- Pine Island Plantation Complex
- U.S. National Register of Historic Places
- U.S. Historic district
- Location: Pine Island, near Frogmore, South Carolina
- Coordinates: 32°26′25″N 80°30′38″W﻿ / ﻿32.44028°N 80.51056°W
- Area: 1 acre (0.40 ha)
- Built: c. 1904, c. 1928, c. 1936
- MPS: Historic Resources of St. Helena Island c. 1740-c. 1935 MPS
- NRHP reference No.: 88001775
- Added to NRHP: May 26, 1989

= Pine Island Plantation Complex =

Historic house in South Carolina, United States

Pine Island Plantation Complex is a historic hunting plantation complex and national historic district located on Pine Island near Frogmore, Beaufort County, South Carolina.

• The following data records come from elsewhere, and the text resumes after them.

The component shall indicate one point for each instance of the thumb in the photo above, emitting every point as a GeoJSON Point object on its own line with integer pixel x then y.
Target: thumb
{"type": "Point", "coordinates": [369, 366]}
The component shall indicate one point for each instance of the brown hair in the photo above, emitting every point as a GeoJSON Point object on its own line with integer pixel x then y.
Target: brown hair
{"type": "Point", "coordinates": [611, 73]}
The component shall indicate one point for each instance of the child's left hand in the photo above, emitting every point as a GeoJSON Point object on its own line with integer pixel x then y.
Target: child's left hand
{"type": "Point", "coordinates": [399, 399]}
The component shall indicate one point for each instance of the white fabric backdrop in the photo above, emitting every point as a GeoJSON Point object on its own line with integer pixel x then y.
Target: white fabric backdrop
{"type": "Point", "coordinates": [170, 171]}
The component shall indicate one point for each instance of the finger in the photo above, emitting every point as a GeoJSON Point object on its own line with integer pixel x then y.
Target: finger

The district encompasses six contributing buildings and one contributing sites, and is an early-20th century hunting plantation. The main house at Pine Island was built about 1904, and is a two-story frame structure built on an existing tabby foundation. The front façade features a full-width two-story porch. Also on the property are the contributing cottage (c. 1915), a toolshed/doghouse (c. 1904), a barn (c. 1936), a pumphouse (c. 1928), an automobile garage (c. 1928), and causeway (c. 1904).

It was listed in the National Register of Historic Places in 1989.